After years of hype and dashed expectations, the growing presence of virtual reality in entertainment and other fields is opening opportunities for providers who can surmount the challenges of delivering live VR live streaming experiences over fixed and mobile networks.
Critically, much better viewing experiences, often delivered through untethered computerized head-mounted devices (HMDs) are supplanting the stomach-churning, low-resolution visuals that have long plagued VR. Along with higher resolution, technical advances have led to more accurate responses to user actions with improved motion-tracking, which, in some cases, can generate responses to eye movement as well as head and hand motion.
Issues remain, of course. Good HMDs, priced anywhere from $300 to well over $1,000, are still too pricey for many consumers. Set-up can be complicated with some models. And there’s a lot of room for reductions in form factors, as evidenced by recent prototype demonstrations featuring eyewear not much bigger than sunglasses.
VR technology will continue to get better, but the fact that it is now good enough to merit attention by producers and service providers who want to be first movers with network delivery of live VR experiences seems beyond dispute. The point is buttressed by recent research studies projecting rapid growth across multiple fields in the years ahead.
For example, IDC predicts global spending for VR content, equipment and services across all consumer and enterprise segments will hit $10.5 billion in 2020 and grow to $103 billion in 2023. Fortune Business Insights predicts the spend will top $120 billion by 2026, marking a 42% CAGR from the 2019 total.
These projections are in accord with broad recognition that the technology is taking off as a tool in design, training and other non-entertainment applications. But spending on the consumer side is on an ascending curve as well, averaging about a 40% share of predicted spend. In the U.S., according to another research report, the number of U.S. consumers using VR jumped from 43.1 million at yearend 2018 to 52.1 million a year later.
During the long time it has taken for VR technology to reach commercial viability in everything from game playing to design engineering, worker training and much else on the industrial front, the networking challenges have grown less daunting, thanks to progress on compression, rendering techniques, latency compensation and support for real-time streaming.
These gains are fueling confidence among mobile carriers that VR and extended reality (XR) modes in general will contribute to demand for 5G connectivity.
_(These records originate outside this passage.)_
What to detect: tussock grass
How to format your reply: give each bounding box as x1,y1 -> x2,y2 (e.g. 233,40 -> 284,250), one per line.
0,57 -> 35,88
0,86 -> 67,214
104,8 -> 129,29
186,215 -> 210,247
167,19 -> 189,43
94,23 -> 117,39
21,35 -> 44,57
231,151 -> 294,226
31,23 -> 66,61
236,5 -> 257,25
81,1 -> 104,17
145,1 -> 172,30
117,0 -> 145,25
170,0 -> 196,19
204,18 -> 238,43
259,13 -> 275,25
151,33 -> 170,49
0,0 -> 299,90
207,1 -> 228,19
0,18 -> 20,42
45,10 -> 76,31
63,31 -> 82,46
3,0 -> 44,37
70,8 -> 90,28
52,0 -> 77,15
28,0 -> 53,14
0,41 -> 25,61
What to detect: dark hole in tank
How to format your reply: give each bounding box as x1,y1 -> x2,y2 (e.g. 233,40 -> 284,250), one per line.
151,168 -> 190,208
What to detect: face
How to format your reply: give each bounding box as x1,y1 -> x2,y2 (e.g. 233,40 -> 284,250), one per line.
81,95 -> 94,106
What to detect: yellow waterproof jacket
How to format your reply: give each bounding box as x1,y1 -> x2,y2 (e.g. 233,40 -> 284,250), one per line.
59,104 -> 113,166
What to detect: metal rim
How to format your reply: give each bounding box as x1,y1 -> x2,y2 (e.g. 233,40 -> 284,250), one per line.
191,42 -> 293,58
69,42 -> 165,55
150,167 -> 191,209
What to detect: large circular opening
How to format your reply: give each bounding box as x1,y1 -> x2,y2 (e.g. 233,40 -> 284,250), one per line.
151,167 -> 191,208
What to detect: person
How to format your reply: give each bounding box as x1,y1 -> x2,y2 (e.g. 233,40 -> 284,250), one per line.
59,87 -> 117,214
Qualcomm, banking on a big 5G market for its Snapdragon 855 and 865 chipsets, has taken a leading role in fostering development of eyewear and XR functionalities with launch of an XR Optimized Certification Program aimed at certifying interoperability among 5G devices using its chipsets.
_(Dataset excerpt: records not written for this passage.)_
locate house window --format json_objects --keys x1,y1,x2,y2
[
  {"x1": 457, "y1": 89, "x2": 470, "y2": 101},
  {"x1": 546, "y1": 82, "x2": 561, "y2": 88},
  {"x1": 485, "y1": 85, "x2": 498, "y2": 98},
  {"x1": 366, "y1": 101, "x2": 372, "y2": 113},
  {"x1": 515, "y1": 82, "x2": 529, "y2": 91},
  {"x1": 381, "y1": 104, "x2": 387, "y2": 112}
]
Most of the carriers involved in the program have not committed to specific dates and services, but some have made clear they are moving forward on a fast track to overcome the proverbial chicken-and-egg problem by ensuring there will be VR content available to induce HMD owners to sign up for 5G. Deutsche Telekom, which has already experimented with VR coverage of music events, is one case in point with an initiative aimed at delivering sports, gaming and other VR content over its 5G network.
South Korea’s KT, too, is on an aggressive VR track. Having already launched a “Super VR TV” IPTV service, the carrier has signaled it will be among the first to introduce VR on 5G networks.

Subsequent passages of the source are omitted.